Uninitialized immutable field makes double-claim check ineffective

Root + Impact

Description

Line 35 declares the immutable field:

bytes32 private immutable _treasureHash;

But the constructor (lines 67-75) NEVER initializes it:

constructor(address _verifier) payable {
if (_verifier == address(0)) revert InvalidVerifier();
owner = msg.sender;
verifier = IVerifier(_verifier);
paused = false;
// _treasureHash is left uninitialized!
}

In Solidity, uninitialized immutable fields default to 0x0000...0000.
The double-claim check at line 88 becomes if (claimed[0x0000...0000]) revert
this checks if 0x0 is claimed, but 0x0 is never marked as claimed.
Meanwhile, actual treasures ARE marked as claimed, but the check bypasses them.

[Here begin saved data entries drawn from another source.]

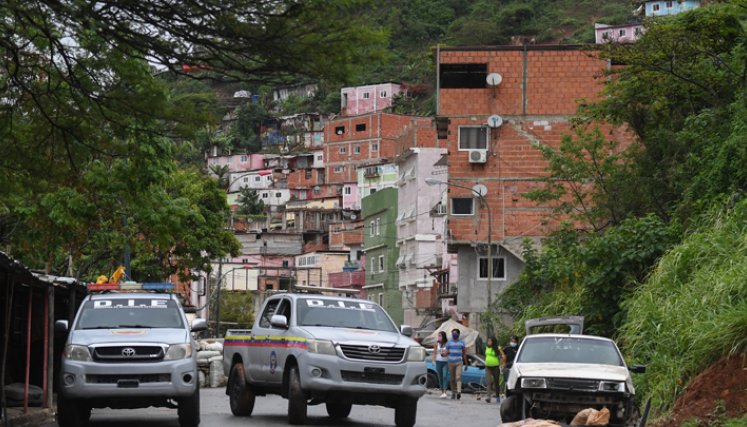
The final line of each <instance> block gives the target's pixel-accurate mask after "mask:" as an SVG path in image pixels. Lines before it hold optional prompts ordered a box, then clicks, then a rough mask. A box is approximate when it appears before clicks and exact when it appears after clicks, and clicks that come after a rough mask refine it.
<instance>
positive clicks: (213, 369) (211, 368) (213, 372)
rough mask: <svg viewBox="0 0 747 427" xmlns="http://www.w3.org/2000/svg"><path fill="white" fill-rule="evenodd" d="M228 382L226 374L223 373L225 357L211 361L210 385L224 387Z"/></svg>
mask: <svg viewBox="0 0 747 427" xmlns="http://www.w3.org/2000/svg"><path fill="white" fill-rule="evenodd" d="M226 382H227V381H226V376H225V375H224V374H223V359H222V358H221V359H220V360H214V361H212V362H210V387H223V386H225V385H226Z"/></svg>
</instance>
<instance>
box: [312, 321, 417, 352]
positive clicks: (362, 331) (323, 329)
mask: <svg viewBox="0 0 747 427" xmlns="http://www.w3.org/2000/svg"><path fill="white" fill-rule="evenodd" d="M303 330H304V331H306V332H307V333H308V334H309V335H310V337H311V338H318V339H324V340H331V341H332V342H334V343H345V344H360V345H371V344H378V345H379V346H382V347H384V346H388V347H394V346H398V347H409V346H413V345H420V344H418V343H417V342H416V341H415V340H413V339H411V338H409V337H406V336H404V335H402V334H400V333H398V332H390V331H375V330H371V329H348V328H324V327H315V326H305V327H303Z"/></svg>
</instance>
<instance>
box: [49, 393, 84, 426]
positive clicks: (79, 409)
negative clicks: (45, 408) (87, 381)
mask: <svg viewBox="0 0 747 427" xmlns="http://www.w3.org/2000/svg"><path fill="white" fill-rule="evenodd" d="M90 418H91V408H89V407H87V406H84V405H82V404H81V402H79V401H77V400H73V399H66V398H64V397H62V396H58V397H57V425H59V426H60V427H81V426H84V425H86V424H87V423H88V420H89V419H90Z"/></svg>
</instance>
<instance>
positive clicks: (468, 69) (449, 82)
mask: <svg viewBox="0 0 747 427" xmlns="http://www.w3.org/2000/svg"><path fill="white" fill-rule="evenodd" d="M439 68H440V73H441V79H440V82H441V89H480V88H484V87H485V86H487V80H486V79H487V77H488V64H441V65H440V66H439Z"/></svg>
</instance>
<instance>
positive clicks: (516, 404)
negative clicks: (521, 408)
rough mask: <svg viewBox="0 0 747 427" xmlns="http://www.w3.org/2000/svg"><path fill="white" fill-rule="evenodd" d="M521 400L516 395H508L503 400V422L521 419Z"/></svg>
mask: <svg viewBox="0 0 747 427" xmlns="http://www.w3.org/2000/svg"><path fill="white" fill-rule="evenodd" d="M518 403H519V401H518V400H517V397H516V396H508V397H506V398H505V399H503V400H502V401H501V422H502V423H510V422H513V421H519V420H520V419H521V417H520V416H519V408H518Z"/></svg>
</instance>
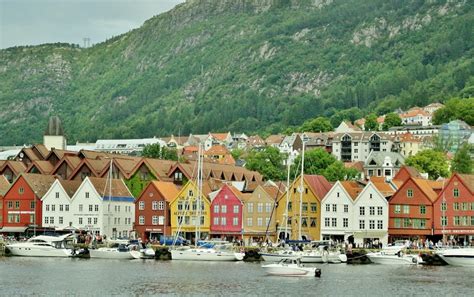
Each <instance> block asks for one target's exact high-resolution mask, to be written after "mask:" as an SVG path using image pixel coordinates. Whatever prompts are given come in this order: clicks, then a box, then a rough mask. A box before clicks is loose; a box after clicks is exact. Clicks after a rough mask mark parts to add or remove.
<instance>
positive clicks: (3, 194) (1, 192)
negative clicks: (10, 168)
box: [0, 175, 11, 196]
mask: <svg viewBox="0 0 474 297" xmlns="http://www.w3.org/2000/svg"><path fill="white" fill-rule="evenodd" d="M10 186H11V185H10V183H9V182H8V180H7V178H6V177H5V176H3V175H0V196H3V195H5V193H6V192H7V191H8V189H9V188H10Z"/></svg>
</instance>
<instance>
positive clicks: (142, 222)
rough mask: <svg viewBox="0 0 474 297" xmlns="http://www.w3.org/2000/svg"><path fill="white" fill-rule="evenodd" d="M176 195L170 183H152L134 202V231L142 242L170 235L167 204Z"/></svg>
mask: <svg viewBox="0 0 474 297" xmlns="http://www.w3.org/2000/svg"><path fill="white" fill-rule="evenodd" d="M177 195H178V188H177V187H176V186H175V185H174V184H173V183H172V182H163V181H152V182H150V183H149V184H148V186H147V187H145V189H144V190H143V191H142V193H141V194H140V196H139V197H138V199H137V200H136V201H135V231H136V232H137V234H138V236H139V237H140V238H141V239H142V240H153V239H156V240H159V239H160V235H171V218H170V207H169V202H170V201H172V200H173V199H174V198H175V197H176V196H177Z"/></svg>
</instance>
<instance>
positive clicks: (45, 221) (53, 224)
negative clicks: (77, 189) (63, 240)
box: [41, 179, 81, 229]
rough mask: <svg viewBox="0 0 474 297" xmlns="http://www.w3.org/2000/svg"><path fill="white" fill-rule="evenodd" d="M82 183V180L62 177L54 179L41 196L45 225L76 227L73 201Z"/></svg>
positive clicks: (63, 228) (65, 226) (56, 227)
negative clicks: (45, 190) (73, 213)
mask: <svg viewBox="0 0 474 297" xmlns="http://www.w3.org/2000/svg"><path fill="white" fill-rule="evenodd" d="M80 185H81V182H80V181H72V180H71V181H70V180H62V179H56V180H55V181H54V183H53V184H52V185H51V187H50V188H49V190H48V191H47V192H46V194H45V195H44V196H43V197H42V198H41V201H42V211H43V222H42V225H43V227H50V228H55V229H66V228H71V229H75V228H76V226H75V224H74V223H75V221H74V214H73V211H72V209H71V203H72V197H73V196H74V193H75V192H76V191H77V189H78V188H79V186H80Z"/></svg>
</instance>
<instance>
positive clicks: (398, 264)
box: [366, 248, 423, 265]
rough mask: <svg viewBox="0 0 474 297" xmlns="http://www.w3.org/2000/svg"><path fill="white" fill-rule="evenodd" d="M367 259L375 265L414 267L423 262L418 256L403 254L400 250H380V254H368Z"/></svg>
mask: <svg viewBox="0 0 474 297" xmlns="http://www.w3.org/2000/svg"><path fill="white" fill-rule="evenodd" d="M366 256H367V258H369V260H370V261H371V262H372V263H375V264H389V265H416V264H421V263H422V262H423V260H422V259H421V257H420V256H419V255H410V254H404V253H403V252H402V250H401V249H399V250H396V249H393V248H392V249H389V250H381V251H380V252H374V253H368V254H367V255H366Z"/></svg>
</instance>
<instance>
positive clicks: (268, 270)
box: [262, 257, 321, 277]
mask: <svg viewBox="0 0 474 297" xmlns="http://www.w3.org/2000/svg"><path fill="white" fill-rule="evenodd" d="M300 261H301V259H300V258H298V257H293V258H286V259H282V260H281V261H280V262H278V263H273V264H267V265H262V268H264V269H265V270H266V272H267V274H270V275H277V276H315V277H321V270H320V269H318V268H316V267H304V266H303V264H301V262H300Z"/></svg>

This creates state inconsistency:

  • claimed[treasureHash] = true (marked correctly)

  • claimed[_treasureHash] = always false (check uses this wrong key)

Risk

Likelihood:

  • Triggered on every single claim() call from deployment

  • No special conditions needed — uninitialized immutable is permanent

Impact:

  • Double-claim check is permanently bypassed

  • Same treasure can be claimed unlimited times

  • All 100 ETH in the contract is at risk of full drainage

Proof of Concept

This test proves the state inconsistency. After a treasure is claimed,
claimed[treasureHash] is correctly true, but claimed[bytes32(0)]
which is what line 88 actually checks — remains false, so the next
claim for the same treasure still succeeds.

function testVerify_StateInconsistency() public {
// Before claim
assertFalse(hunt.claimed(treasureHash));
assertFalse(hunt.claimed(bytes32(0))); // _treasureHash defaults to 0x0
// Claim the treasure
vm.prank(participant);
hunt.claim(proof, treasureHash, payable(recipient));
// After claim
assertTrue(hunt.claimed(treasureHash)); // Correctly marked
assertFalse(hunt.claimed(bytes32(0))); // But this is what's actually checked!
}

Recommended Mitigation

The field is fundamentally broken — never initialized, never set, and
only used in the broken check. Deleting it is the cleanest fix.

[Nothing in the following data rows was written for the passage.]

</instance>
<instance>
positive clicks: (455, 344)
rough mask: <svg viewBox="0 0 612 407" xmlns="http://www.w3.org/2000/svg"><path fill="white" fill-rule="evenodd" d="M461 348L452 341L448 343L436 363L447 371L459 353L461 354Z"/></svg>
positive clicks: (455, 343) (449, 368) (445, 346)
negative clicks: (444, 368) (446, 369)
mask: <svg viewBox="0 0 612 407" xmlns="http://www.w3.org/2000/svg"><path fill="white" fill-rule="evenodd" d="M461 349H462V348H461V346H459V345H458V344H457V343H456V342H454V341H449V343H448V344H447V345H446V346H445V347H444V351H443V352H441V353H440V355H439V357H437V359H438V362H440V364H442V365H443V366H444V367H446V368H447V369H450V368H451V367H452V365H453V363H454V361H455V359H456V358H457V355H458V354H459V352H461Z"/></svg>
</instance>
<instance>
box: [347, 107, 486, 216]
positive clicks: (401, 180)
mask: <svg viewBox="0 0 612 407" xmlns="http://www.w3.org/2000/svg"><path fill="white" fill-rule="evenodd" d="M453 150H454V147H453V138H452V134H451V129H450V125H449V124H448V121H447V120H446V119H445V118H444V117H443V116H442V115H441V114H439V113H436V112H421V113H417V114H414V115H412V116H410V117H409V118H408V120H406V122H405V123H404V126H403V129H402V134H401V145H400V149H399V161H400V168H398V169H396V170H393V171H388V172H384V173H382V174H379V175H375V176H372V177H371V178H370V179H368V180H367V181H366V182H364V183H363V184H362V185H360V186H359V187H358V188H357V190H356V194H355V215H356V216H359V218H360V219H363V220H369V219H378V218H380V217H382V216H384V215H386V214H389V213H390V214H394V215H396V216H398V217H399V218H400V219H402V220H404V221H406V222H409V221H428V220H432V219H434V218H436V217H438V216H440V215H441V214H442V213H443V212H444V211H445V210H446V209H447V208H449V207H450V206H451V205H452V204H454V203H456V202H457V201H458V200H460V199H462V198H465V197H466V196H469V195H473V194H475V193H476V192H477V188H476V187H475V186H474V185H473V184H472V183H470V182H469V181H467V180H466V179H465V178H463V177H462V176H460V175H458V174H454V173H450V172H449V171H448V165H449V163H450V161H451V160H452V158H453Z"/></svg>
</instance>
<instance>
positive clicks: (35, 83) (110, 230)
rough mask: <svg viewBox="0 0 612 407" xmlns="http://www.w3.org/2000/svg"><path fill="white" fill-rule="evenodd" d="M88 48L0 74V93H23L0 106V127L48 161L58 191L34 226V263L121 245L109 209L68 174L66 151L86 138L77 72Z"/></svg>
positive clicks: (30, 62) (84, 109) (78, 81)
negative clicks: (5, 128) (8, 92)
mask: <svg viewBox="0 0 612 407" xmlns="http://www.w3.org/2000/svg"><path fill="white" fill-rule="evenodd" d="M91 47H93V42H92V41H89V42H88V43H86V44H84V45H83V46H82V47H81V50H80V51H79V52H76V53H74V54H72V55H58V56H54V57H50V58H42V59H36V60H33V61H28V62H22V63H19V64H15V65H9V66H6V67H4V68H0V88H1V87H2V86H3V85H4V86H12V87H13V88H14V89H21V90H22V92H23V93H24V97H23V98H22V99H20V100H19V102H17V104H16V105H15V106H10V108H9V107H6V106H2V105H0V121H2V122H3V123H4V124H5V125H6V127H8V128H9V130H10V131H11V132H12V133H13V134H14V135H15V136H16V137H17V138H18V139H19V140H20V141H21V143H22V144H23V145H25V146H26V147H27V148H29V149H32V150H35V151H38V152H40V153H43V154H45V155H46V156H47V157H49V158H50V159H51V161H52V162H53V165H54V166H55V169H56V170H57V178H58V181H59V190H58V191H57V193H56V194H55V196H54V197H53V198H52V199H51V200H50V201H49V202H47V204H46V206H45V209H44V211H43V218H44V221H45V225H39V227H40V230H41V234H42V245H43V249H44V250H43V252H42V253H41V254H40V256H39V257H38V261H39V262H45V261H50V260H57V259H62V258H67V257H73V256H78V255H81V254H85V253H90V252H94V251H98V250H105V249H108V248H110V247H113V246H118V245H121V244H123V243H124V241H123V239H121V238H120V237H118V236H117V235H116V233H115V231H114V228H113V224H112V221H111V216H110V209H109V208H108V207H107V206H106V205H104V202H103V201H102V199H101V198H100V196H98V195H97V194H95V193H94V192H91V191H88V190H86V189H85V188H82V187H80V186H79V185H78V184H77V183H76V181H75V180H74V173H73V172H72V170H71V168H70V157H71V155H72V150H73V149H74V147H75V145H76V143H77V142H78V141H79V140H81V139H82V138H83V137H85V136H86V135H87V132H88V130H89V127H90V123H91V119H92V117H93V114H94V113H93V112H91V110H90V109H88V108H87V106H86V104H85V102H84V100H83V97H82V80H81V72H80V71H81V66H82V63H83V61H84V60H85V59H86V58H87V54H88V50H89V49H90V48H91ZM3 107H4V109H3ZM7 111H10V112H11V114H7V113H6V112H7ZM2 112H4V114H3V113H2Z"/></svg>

- bytes32 private immutable _treasureHash;

Option 2 would be to initialize it in the constructor, but the field
has no valid purpose so deletion is recommended.

Updates

Lead Judging Commences

s3mvl4d Lead Judge 18 days ago
Submission Judgement Published
Validated
Assigned finding tags:

broken double-claim protection

In `claim()`, the guard uses `claimed[_treasureHash]`, where `_treasureHash` is an immutable state variable that is never initialized to the caller-supplied treasure identifier, while the contract later marks `claimed[treasureHash] = true` using the function argument instead. As a result, the duplicate-claim check and the state update are performed against different keys, which means a previously claimed treasure is not actually blocked from being claimed again with the same valid proof and `treasureHash`. This breaks a core invariant of the protocol described in the README, namely, that each treasure can only be redeemed once, and allows one valid treasure/proof pair to be reused to drain rewards repeatedly until either the `MAX_TREASURES` cap or the contract balance is exhausted.